Most New Year resolutions end in failure for a simple reason. The goal was too big and appeared insurmountable.
In the title I apply the word lean in a different sense than most people might do at this time of the year, but we can use the two interpretations to make a point.
In business and technology we use “lean and agile principles” to make change or progress acheiveable.
There are many books on the subject, such as The Phoenix Project or Lean Enterprise; the former being a weird, but good business help text dressed up as a novel. The latter is a more traditional business book, but with good points for scaling with lean. I will however try to give a simple interpretation to get started.
We might want to get a new or improved product to market later in the year using different skills present in a team, but fail because we cannot plan reliably for project dependencies and human impact 6 months in advance. We also don’t know whether we’re going to end up with exactly what our customers need as markets and technology are continuously changing while “fully-planned”, “long-term” projects are “in-flight”.
Those often misplaced phrases in quotation marks are common and usually make peoples’ eyes roll, but this can be fixed.
What we tend to do in business is mix up goals and initiatives with activity and delivery.
Goals are great, they tell us what we’re aiming for, but don’t necessarily tell us how we’re going to achieve them.
The same principles apply to those of us who want to make personal changes; for example, getting fit.
Let’s take a goal of getting fit and being able to run 10k. People fail because they are unfit and try to run a 10k (or even 5k) initially, find out they can’t after a couple of tries, get depressed, then quit. However, if that first run was 1 or 2k and you completed it, think how good that would feel! You could celebrate some success and almost certainly drive yourself to go faster or longer; celebrating lots of successes along the way.
You can apply that same logic to almost any goal-based activity; climbing a mountain, hiking a glacier – ok, I’m taking a lot of inspiration from my recent trip to Iceland….. but, hopefully you get the point.
Imagine a simple 3-layer hierarchy, top-down of Goals, Initiatives and Sprints(Delivery). Goals (get fit) are made up of Initiatives (increase distance by 1k per fortnight until 10k is reached), which are then executed by Sprints (literally in this example). Each level influences each other on the way down, as things become more tangible and impact on the way up, as we start to see the results of our efforts at a macro-level.
A further point to note is that you must have an understanding of your capacity to complete work.
Imagine if you committed to your initiatives (training schedule) and started running, but someone gave you another training plan. Could you do twice the number of runs at the same time? Would this increase your chance of failure? Perhaps you could finish your first training plan and then start the next.

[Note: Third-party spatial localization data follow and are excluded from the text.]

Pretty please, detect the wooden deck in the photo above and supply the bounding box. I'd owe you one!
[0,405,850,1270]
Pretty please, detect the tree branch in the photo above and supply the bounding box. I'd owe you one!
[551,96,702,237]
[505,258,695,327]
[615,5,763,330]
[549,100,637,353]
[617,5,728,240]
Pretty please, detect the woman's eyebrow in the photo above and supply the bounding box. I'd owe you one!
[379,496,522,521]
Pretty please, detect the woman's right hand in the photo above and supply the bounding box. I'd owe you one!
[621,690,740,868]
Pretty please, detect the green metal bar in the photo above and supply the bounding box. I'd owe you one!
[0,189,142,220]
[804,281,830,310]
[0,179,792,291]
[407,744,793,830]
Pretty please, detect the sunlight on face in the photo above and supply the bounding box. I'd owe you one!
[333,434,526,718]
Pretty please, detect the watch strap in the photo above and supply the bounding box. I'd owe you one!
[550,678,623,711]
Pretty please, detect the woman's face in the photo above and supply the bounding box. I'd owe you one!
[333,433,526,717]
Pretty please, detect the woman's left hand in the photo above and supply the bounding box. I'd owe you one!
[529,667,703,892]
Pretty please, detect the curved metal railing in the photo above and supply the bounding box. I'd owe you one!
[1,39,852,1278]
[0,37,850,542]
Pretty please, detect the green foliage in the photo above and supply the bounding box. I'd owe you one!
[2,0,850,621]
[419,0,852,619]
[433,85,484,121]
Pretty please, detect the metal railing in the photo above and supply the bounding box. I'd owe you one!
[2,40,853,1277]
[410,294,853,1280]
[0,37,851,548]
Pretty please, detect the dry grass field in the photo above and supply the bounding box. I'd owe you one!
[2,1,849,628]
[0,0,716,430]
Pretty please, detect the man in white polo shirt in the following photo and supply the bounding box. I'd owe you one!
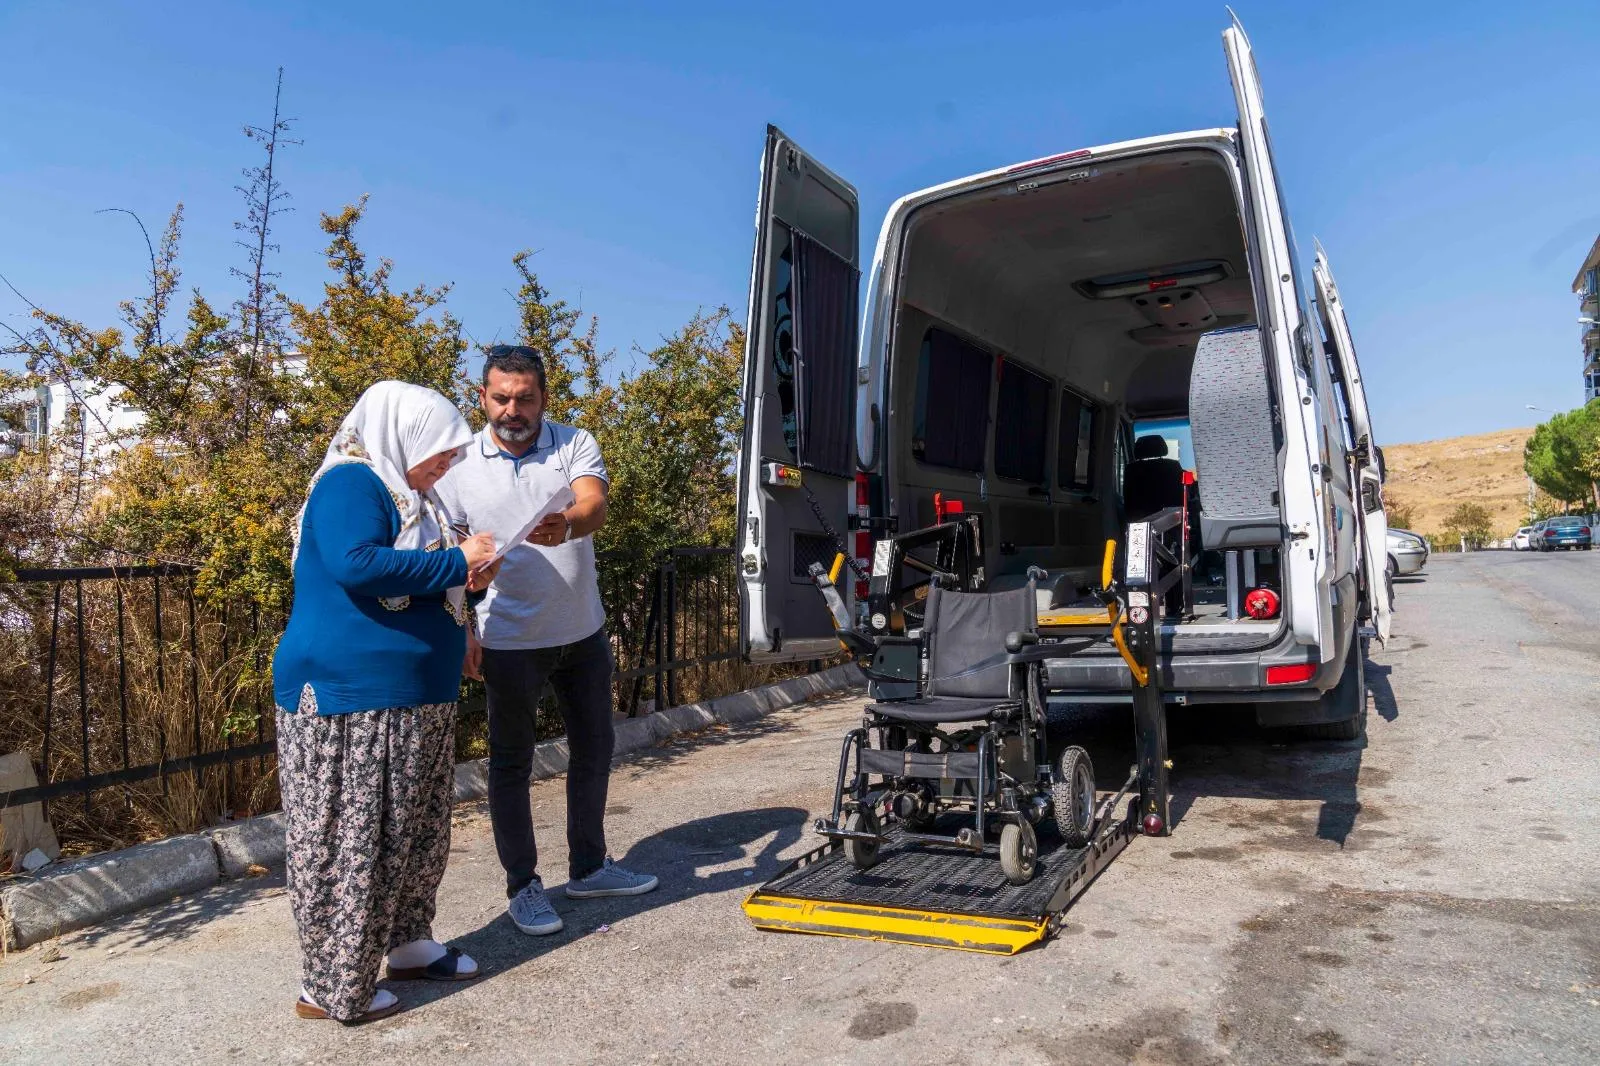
[437,345,656,937]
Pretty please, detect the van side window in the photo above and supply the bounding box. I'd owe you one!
[994,358,1050,484]
[1057,390,1098,492]
[912,327,991,473]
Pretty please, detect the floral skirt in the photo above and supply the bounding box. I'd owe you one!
[276,686,456,1021]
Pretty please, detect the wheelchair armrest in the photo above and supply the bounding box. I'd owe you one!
[1004,630,1039,654]
[1005,637,1098,665]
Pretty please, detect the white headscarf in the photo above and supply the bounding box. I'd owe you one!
[294,380,474,621]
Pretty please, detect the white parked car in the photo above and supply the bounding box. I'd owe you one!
[1512,527,1533,551]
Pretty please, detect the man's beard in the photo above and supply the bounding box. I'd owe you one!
[494,416,537,443]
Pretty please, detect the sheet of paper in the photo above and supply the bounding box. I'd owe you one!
[484,485,577,566]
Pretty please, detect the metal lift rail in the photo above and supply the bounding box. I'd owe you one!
[742,508,1188,954]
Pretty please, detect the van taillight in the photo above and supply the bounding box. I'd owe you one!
[1265,663,1317,686]
[853,473,871,602]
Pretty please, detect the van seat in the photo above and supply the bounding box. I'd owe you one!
[1188,325,1280,549]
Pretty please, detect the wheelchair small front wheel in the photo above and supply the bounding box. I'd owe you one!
[1051,746,1096,848]
[999,820,1038,885]
[844,808,882,870]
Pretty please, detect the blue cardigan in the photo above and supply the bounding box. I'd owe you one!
[272,463,470,715]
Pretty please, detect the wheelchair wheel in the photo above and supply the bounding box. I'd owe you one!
[1051,746,1096,848]
[999,820,1038,885]
[844,808,881,870]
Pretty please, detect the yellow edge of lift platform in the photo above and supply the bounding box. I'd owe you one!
[741,811,1137,955]
[742,893,1050,956]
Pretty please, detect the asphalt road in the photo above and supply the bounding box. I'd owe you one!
[1,550,1597,1065]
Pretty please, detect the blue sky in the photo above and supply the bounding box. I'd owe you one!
[2,0,1597,443]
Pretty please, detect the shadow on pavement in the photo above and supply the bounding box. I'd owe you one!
[64,867,290,953]
[1046,656,1378,849]
[414,805,808,1006]
[1366,661,1399,722]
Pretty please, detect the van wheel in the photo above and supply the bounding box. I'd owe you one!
[1302,633,1366,741]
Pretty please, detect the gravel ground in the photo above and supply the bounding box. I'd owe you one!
[1,549,1596,1065]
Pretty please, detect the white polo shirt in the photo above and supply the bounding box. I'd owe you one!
[435,422,608,651]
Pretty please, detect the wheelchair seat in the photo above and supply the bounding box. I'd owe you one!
[866,695,1024,724]
[867,580,1036,724]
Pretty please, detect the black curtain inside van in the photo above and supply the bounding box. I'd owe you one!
[994,359,1050,484]
[792,231,859,478]
[920,328,991,472]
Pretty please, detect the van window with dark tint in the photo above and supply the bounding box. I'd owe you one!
[913,327,992,473]
[1058,390,1099,492]
[994,359,1051,484]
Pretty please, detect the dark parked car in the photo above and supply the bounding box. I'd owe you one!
[1538,516,1592,551]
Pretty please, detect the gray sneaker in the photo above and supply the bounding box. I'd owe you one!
[508,881,563,936]
[563,857,659,899]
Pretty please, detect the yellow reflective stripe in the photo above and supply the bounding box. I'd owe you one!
[742,893,1049,955]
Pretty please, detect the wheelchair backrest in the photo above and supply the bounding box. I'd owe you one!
[923,581,1037,699]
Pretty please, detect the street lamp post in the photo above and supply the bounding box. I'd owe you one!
[1524,404,1544,524]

If your business is running multiple roadmaps and sprint delivery plans with the same team, there is a high chance that you will misunderstand capacity to complete work and fail one or even all of your planned initiatives.
This doesn’t mean that businesses cannot complete multiple activities across multiple teams at the same time, but you do need a clear understanding of resource contention or you risk never finishing any projects.
Another common misconception is that lean/agile means doing more work concurrently or at greater speed. In fact, we need to look out for the latest craze of using the word “agile” to punish people who don’t do what the speaker wants. I’m sure many shudder at the thought of those ill-advised words; “that’s not very agile, is it?”.
The point is that lean/agile means you can achieve more by doing fewer things more frequently; removing bottlenecks efficiently and understanding dependencies easily. After all, it is much better to complete 1 or 2 things, than not complete 50.
Have a look around your business and even your personal life and see if you could benefit from making a lean and agile start to the year.